Non esistono libri su di lui se non una vecchissima autobiografia stampata ai tempi dell’esilio messicano, quando era appena cinquantenne. Alessio è andato fino alla Colonia Puig a cercare le tracce di Finisterre, ha spulciato biblioteche, collezioni di giornali, musei, sentito testimoni. La sua vita è piena di avventura e mistero, perfetta per quest’oggetto narrativo non fiction, per dirla alla maniera di Wu Ming. Il biliardino di Finisterre si chiamerà “Futbolin”, lo brevetta a Barcellona ma ormai la guerra civile butta male: i repubblicani sono divisi, si sparano addosso e i fascisti avanzano.

Alejandro alza i tacchi e in dieci giorni di fuga arriva a piedi a Perpignan, oltre i Pirenei ma la copia del brevetto s’è infracidata con la pioggia. Un imprenditore colluso col franchismo trafuga il brevetto di Finisterre e inizia a produrlo. Finisterre, ormai in clandestinità, lascia ovunque conti non pagati finché non viene arrestato ancora e, dopo una misteriosa evasione, torna in Francia a fare il critico di teatro per il giornale degli esuli, poi salpa per l’America Latina.

Ormai siamo a ridosso degli anni 50. Finisterre sarà giornalista in Ecuador poi, finalmente, fabbricante di biliardini e giocattoli nel Guatemala democratico di Jacobo Arbenz Guzmán. Quel governo non aveva riconosciuto il franchismo e ospitava un’ambasciata della Repubblica spagnola in esilio. E’ un paese accogliente. Così Finisterre può giocare con un giovane argentino che s’era unito ai ribelli cubani, Che Guevara, che – pare – fosse una schiappa proprio come Spataro a differenza di Hilda Gadea, sua moglie, l’unica che riusciva a battere Alejandro.

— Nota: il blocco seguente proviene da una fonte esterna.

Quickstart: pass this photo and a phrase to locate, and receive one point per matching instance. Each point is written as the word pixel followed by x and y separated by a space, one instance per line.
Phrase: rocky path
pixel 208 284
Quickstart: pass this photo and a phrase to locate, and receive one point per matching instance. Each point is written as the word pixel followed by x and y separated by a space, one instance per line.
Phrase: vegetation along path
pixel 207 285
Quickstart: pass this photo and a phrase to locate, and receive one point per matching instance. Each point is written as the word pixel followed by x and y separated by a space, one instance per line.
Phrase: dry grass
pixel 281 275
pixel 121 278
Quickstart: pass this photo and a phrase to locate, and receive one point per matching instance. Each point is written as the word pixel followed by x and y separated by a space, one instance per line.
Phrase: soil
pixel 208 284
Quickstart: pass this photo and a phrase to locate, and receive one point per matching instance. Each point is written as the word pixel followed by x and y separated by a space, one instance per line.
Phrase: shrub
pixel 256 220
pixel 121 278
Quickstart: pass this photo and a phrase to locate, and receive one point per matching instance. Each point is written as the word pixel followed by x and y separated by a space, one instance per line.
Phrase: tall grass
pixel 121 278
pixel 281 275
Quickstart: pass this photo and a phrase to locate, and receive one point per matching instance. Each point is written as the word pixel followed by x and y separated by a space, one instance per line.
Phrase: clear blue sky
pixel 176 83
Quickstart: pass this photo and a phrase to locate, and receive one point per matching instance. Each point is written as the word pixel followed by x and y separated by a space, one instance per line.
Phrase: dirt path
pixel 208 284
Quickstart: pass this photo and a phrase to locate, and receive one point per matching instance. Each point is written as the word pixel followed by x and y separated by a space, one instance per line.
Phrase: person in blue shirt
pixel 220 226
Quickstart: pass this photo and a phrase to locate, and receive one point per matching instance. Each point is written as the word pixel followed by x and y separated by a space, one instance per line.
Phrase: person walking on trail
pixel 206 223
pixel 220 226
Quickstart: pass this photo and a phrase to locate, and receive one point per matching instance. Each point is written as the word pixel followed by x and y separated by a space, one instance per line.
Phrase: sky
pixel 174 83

Ma nel ’54 la Cia rovescia il governo e insedia un regime. Ancora i fascisti, ancora un arresto. Per lui sembra la fine, sta per essere deportato in Spagna dove lo aspetta la garrota. Ma… Qui mi faccio forza e supplico Alessio di interrompere il racconto, vorrei godermi il fumetto quando arriverà in libreria. Per convincermi che non mi ha rovinato la lettura, Spataro compila la lista di alcuni dei personaggi che hanno incrociato e conosciuto l’inventore del futbolin e che compaiono nella storia: poeti come Pablo Neruda e Leon Felipe, Max Aub, Cocteau, Sartre e Camus proprio nel momento della loro lite, Simone de Beauvoir, l’equivoca figura di Vittorio Vidali, Manu Chao e suo padre Ramon. L’ultima casa di Finisterre, a Zamora, in Castiglia, è un pozzo di tesori della letteratura spagnola. Ma c’è un mistero anche lì.